On Thursday, DeepSeek, a Chinese artificial intelligence company, unveiled its latest creation, the DeepSeek-V3 AI model. This new open-source large language model (LLM) boasts an impressive 671 billion parameters, eclipsing the Meta Llama 3.1 model, which has 405 billion parameters. The research team emphasizes the model’s efficiency, achieved through a mixture-of-expert (MoE) architecture that activates only those parameters that are pertinent to the given task, enhancing both efficiency and accuracy. It’s important to note that the model is text-based and does not support multimodal features.
DeepSeek-V3 AI Model Released
The DeepSeek-V3 AI model is currently available on Hugging Face, where it is hosted as open-source software.

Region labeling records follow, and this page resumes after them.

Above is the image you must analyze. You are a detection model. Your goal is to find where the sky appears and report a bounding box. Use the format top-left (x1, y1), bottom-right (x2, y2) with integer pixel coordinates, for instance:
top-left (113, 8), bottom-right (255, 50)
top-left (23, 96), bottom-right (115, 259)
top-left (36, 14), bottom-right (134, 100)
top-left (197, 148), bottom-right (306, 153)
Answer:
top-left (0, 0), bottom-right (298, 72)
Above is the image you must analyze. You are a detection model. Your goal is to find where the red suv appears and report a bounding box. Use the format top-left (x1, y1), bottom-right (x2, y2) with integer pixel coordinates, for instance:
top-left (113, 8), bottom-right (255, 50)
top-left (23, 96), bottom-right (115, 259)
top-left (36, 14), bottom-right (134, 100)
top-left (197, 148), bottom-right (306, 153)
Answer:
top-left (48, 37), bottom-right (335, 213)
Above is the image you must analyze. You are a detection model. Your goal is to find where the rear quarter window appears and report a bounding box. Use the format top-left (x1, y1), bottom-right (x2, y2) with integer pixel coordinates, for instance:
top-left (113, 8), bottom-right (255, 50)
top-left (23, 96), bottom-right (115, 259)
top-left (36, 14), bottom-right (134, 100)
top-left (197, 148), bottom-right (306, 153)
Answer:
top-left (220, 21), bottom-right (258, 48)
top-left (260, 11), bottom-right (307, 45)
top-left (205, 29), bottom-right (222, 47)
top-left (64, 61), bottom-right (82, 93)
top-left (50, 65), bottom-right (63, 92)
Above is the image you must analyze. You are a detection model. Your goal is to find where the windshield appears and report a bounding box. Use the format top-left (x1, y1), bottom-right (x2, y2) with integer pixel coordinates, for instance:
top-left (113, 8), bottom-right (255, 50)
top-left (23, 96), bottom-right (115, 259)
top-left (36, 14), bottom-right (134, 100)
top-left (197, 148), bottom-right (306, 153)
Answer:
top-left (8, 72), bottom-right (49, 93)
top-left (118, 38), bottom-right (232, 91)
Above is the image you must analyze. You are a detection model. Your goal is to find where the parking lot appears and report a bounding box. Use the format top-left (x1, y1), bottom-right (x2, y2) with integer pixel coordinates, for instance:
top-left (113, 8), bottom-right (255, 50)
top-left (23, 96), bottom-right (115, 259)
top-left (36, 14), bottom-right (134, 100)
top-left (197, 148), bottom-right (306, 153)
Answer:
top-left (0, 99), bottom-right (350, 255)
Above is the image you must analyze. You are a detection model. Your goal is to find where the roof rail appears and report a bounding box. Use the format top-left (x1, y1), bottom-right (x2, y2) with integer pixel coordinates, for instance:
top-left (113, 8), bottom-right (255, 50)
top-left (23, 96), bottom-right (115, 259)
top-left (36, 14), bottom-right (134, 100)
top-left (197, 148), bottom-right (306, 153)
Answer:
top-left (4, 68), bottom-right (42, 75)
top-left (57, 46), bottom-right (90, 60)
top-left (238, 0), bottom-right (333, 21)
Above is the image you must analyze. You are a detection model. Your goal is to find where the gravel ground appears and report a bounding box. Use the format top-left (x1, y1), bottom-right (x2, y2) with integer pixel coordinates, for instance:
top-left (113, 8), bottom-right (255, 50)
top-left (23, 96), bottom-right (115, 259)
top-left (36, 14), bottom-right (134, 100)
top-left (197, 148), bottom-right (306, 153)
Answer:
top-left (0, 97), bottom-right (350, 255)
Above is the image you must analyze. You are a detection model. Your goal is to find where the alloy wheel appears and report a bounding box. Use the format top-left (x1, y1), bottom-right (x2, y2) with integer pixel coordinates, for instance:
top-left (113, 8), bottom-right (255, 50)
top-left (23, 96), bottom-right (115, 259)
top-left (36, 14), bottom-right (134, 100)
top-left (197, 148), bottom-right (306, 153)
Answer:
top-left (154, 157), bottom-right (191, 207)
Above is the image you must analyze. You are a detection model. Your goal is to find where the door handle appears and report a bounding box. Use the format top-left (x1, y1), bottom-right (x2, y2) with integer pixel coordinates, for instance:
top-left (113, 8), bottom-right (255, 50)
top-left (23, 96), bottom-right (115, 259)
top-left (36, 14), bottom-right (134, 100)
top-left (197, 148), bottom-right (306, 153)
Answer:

The listing indicates that this LLM is designed for efficient inference and economical training, utilizing Multi-head Latent Attention (MLA) and DeepSeekMoE techniques.
This innovative architecture allows the AI model to activate only relevant parameters, which contributes to quicker processing times and improved accuracy when compared to traditional models of comparable size. DeepSeek-V3 was pre-trained on an extensive dataset of 14.8 trillion tokens and utilizes advanced methodologies such as supervised fine-tuning and reinforcement learning to produce high-quality outputs.
According to DeepSeek, the training process for the AI model took 2.788 million hours using Nvidia H800 GPUs. The model’s architecture incorporates a load-balancing method to prevent performance degradation, a strategy first employed on the predecessor model.
In terms of performance, internal evaluations suggest that DeepSeek-V3 surpasses the Meta Llama 3.1 and Qwen 2.5 models across various benchmarks, including Big-Bench High-Performance (BBH), Massive Multitask Language Understanding (MMLU), HumanEval, and MATH. However, these claims have yet to be validated by independent researchers.
A significant feature of the DeepSeek-V3 is its substantial size of 671 billion parameters. While there are larger models on the market, such as the Gemini 1.5 Pro, which contains one trillion parameters, such vast sizes are uncommon within the open-source domain. Prior to this release, the largest open-source AI model was Meta’s Llama 3.1 with 405 billion parameters.